Most people reading this probably already know that Mozilla utilizes a network of volunteers hosting downloads of Firefox (and other Mozilla products). All of these volunteer sites are listed in a database with a numeric weight that shows, relative to the other sites in the database, how much traffic they can handle. When you click the download link for Firefox on the mozilla.com site, you get sent to download.mozilla.org, which picks one of the sites out of that list at random (the chance of a given site getting picked is its weight divided by the sum of the weights of all of the available sites) and redirects you to that site to download the file.
When you think about the sheer number of people using Firefox these days (These 9-month-old stats say we have 60 million active daily users – I’m sure it’s probably grown since then), and Firefox’s built-in application update functionality that notifies users that a new version is available and installs it for them, that means when we release a security update, we’re going to have at least 60 million downloads of it (mostly via the automatic update service) within that first 24 hours after release. The amount of bandwidth required to host that many downloads in one day is staggering. We don’t have that much bandwidth available in Mozilla’s datacenters, which is why we rely on our network of mirror sites for the downloads. Each one of these sites may only be able to handle a small number of downloads, but when you add them all together, there’s a lot more capacity than our datacenters have.

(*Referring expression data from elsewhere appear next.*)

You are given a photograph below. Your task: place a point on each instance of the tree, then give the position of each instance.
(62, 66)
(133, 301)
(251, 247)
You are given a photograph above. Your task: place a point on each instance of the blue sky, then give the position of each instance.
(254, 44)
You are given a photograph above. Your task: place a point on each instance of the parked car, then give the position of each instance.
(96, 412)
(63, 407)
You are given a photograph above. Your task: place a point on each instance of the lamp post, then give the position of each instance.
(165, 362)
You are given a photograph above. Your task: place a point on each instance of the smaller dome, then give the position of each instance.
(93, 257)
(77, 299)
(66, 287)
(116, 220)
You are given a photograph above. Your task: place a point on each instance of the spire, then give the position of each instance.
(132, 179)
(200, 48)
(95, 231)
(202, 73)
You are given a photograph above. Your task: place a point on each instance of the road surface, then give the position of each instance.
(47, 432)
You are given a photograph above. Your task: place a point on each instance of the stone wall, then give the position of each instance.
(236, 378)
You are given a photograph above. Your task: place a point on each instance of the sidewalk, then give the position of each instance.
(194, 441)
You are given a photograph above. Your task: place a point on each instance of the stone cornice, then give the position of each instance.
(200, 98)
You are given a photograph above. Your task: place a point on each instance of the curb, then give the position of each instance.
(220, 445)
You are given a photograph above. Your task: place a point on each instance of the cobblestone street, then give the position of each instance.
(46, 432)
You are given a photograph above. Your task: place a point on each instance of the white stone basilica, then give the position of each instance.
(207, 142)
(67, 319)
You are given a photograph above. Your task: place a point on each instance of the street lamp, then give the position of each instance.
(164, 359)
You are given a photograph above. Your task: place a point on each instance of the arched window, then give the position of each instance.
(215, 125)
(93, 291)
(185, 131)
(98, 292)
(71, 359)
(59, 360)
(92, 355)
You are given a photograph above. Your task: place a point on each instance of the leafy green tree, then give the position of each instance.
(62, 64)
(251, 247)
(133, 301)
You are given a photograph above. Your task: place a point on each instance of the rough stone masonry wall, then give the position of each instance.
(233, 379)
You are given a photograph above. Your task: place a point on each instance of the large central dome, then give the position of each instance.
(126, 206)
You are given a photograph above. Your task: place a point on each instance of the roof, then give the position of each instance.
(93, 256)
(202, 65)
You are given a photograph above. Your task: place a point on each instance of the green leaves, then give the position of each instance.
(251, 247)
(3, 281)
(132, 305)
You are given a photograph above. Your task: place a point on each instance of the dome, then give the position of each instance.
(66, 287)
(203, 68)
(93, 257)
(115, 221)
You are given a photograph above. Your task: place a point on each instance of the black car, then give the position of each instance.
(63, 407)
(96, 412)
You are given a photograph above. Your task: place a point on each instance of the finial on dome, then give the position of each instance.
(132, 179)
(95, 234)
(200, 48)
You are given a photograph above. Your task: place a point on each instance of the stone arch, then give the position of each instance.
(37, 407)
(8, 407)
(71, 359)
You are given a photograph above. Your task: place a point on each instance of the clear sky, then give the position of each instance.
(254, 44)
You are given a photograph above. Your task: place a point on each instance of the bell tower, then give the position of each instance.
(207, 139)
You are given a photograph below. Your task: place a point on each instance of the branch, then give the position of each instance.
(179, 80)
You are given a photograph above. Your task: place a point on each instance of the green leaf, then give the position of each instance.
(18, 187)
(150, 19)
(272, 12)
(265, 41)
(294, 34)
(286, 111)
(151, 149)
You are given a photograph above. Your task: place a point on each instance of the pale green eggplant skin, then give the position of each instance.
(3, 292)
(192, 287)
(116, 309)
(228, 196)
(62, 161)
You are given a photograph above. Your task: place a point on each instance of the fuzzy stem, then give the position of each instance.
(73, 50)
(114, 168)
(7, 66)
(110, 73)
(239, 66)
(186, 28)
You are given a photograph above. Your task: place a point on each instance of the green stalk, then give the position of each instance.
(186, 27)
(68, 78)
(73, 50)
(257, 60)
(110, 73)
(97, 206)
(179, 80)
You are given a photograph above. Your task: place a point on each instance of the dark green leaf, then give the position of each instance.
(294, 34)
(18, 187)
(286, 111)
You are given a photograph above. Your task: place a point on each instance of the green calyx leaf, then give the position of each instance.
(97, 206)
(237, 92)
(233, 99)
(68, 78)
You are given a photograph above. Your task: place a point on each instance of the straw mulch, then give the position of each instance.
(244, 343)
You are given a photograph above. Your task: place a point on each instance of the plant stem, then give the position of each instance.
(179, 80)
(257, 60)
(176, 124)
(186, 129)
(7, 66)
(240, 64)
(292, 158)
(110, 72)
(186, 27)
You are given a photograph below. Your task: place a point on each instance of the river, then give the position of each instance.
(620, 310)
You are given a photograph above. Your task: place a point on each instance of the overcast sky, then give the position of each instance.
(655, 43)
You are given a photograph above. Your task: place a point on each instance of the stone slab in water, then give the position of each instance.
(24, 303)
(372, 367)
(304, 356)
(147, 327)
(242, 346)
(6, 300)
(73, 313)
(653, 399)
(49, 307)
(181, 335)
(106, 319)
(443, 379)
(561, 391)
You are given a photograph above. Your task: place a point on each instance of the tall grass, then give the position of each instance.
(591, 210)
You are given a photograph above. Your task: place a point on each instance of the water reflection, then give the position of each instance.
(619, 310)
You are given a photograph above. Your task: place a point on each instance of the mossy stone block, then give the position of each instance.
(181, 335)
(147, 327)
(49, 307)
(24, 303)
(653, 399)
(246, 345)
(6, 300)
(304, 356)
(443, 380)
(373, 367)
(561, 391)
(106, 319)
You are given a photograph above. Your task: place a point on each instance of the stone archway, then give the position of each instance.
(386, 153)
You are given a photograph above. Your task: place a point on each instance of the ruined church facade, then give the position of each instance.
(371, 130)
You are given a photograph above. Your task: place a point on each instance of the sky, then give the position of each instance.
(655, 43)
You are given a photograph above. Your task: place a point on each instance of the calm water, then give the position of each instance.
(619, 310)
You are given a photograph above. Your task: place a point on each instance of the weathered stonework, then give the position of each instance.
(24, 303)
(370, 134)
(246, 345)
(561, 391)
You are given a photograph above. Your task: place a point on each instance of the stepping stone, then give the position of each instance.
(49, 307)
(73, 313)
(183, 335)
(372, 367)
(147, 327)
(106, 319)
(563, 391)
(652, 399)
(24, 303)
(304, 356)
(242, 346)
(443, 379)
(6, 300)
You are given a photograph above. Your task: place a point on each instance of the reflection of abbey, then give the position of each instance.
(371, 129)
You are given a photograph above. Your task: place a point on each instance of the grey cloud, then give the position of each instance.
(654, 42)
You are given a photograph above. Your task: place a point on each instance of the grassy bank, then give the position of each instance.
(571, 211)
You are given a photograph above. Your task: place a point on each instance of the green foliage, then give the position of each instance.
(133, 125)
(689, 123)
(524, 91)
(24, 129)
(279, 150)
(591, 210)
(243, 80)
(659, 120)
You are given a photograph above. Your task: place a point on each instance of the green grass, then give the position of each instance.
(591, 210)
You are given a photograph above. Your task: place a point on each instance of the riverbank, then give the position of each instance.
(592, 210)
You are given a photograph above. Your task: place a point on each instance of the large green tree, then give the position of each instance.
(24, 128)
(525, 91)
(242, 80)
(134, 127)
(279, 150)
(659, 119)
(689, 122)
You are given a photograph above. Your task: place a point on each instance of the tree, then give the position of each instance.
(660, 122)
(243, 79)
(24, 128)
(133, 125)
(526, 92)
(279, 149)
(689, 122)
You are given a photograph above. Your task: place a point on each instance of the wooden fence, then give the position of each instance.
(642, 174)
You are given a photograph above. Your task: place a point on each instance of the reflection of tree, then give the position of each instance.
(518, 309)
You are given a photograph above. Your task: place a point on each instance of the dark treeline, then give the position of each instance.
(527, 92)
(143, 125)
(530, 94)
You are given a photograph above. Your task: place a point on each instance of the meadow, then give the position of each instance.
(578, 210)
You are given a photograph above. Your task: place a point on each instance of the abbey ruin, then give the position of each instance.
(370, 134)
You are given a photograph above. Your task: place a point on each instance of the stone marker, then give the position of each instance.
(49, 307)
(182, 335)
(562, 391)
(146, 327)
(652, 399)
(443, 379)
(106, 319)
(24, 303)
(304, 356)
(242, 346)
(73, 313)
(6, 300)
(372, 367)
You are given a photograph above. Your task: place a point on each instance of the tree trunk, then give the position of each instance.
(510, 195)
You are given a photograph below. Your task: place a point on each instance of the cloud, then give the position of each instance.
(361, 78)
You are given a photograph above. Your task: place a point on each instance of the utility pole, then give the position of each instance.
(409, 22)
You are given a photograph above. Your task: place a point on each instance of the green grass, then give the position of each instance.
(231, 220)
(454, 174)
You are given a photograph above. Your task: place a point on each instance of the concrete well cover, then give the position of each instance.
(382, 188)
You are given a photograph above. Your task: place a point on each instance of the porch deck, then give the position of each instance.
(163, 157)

Recently, as the number of Firefox users continues to grow, even our network of download mirror sites was starting to feel the pinch from the sheer volume of downloads during our security releases. During both the Firefox 3.0.6 and 3.0.7 releases, we ended up having to enact a throttling mechanism on the update service in order to slow down the number of downloads being requested to a point where we weren’t completely burying all of our volunteer download sites, many of whom also host downloads for other open source projects besides Firefox. When a Firefox application would check to see if there’s an update available, a percentage of users were told there wasn’t one, even though there really was. If you manually picked “Check for Updates” from the Help menu, you always got it, though. It was only the automatic checks that were throttled. This mechanism is always our last resort. When we have a security update, we want it in the end-user’s hands as quickly as possible. Delaying it for a day for a percentage of users is completely counter to that goal, and so we try everything to avoid having to use it.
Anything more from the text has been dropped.